McVey’s statement was criticised, and in response she claimed the NAO report was unreliable and outdated, because it had not considered recent changes to UC. In fact, the NAO acknowledged the specific policy changes she mentioned, discussing DWP data up to May 2018. Morse’s letter also explained that the DWP had agreed and signed off the NAO report shortly before publication, indicating its acknowledgement of up-to-date content.
With publication of Morse’s open letter, criticism turned on McVey’s falsehoods. She was recalled to Parliament to answer on misleading MPs but apologised only for claiming the NAO had demanded speeding up rollout, saying she had “inadvertently misled” MPs.
Her barely coherent apology was tempered by the claim that “[w]hat I meant to say was that the NAO had said that there was no practical alternative to continuing” with UC. In fact, the NAO had noted that, despite its failure to deliver, the government had committed so much to UC that “[t]here is really no practical choice but to keep on with the rollout.” In other words, the government has already pushed the policy through.
McVey is determined to brazen it out, and the episode demonstrates that no criticism or comment will be considered until the UC offensive against the working class is complete.
Labour Shadow Work and Pensions Secretary Margaret Greenwood initially said McVey had broken the ministerial code and should resign.
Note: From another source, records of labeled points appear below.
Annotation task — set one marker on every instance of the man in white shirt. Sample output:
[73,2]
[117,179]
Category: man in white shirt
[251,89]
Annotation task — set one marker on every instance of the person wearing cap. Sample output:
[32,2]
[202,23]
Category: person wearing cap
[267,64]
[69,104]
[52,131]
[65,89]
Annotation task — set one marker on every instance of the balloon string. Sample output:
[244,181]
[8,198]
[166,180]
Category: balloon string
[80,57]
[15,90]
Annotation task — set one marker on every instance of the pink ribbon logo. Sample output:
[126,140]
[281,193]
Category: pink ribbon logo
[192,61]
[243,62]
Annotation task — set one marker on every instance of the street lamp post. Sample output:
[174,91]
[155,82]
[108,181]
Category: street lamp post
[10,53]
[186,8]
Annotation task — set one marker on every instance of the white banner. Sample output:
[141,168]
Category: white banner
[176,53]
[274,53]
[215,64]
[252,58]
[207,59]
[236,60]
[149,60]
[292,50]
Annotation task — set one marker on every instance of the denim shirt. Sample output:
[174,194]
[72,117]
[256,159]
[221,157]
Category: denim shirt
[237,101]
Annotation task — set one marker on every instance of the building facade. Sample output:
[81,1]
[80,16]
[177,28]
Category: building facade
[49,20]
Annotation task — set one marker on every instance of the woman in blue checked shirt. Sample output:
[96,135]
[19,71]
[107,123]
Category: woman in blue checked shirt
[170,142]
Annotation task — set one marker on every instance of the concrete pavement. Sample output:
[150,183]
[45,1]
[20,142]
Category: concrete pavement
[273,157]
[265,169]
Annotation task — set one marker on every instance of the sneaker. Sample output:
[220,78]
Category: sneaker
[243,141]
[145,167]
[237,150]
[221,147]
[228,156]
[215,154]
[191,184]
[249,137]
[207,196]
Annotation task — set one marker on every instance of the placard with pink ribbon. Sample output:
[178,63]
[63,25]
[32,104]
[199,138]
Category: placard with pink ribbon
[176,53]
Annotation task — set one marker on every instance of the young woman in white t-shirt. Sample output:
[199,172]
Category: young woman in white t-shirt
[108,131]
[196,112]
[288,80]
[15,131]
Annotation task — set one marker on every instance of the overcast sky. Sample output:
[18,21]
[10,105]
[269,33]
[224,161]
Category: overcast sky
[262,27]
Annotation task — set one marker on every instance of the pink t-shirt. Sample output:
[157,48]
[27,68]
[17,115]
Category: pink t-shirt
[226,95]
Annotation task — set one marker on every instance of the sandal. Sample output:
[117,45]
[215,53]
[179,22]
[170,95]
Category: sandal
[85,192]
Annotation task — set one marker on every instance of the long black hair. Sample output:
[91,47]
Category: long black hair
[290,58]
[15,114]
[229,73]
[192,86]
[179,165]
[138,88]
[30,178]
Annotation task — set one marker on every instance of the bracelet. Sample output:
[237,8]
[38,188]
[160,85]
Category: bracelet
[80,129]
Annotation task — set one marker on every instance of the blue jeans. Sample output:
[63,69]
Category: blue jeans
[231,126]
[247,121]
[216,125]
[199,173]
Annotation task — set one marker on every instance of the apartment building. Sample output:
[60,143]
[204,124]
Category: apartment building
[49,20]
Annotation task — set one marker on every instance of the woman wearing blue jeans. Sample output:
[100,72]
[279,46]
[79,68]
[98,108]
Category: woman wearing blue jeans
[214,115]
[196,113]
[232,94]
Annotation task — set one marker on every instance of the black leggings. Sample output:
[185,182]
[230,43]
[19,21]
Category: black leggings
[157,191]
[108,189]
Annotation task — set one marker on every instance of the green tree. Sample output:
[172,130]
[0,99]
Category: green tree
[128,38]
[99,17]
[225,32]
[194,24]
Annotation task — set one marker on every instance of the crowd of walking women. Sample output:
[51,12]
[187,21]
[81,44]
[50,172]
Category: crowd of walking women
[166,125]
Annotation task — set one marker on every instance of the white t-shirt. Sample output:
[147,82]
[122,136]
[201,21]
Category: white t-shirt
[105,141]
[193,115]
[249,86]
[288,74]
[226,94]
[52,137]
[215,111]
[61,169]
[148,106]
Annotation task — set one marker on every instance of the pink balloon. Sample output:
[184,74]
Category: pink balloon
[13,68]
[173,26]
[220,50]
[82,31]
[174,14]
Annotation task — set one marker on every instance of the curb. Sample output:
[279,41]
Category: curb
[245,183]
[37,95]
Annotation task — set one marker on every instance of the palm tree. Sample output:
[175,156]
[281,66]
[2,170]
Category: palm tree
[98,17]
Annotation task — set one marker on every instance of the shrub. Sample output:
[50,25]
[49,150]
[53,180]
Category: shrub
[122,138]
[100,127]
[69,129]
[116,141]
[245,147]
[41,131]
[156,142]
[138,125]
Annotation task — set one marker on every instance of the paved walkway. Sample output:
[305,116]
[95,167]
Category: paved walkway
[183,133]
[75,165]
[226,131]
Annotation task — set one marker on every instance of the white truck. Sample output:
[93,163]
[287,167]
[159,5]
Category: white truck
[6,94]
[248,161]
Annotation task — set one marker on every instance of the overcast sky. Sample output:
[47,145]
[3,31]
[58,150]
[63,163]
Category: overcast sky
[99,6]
But within a week, this had been translated into an attempt just to dock McVey a month’s pay, similar to the sanctions imposed on benefit claimants deemed not to have complied with imposed commitments. This was duly defeated in a vote by 305 to 268.
Two months ago, Labour diverted criticism of Transport Secretary Chris Grayling into a similar silly stunt, attempting to fine him the cost of a railway season ticket. That vote was also lost. Even as safety valves for the ruling class go, these are threadbare.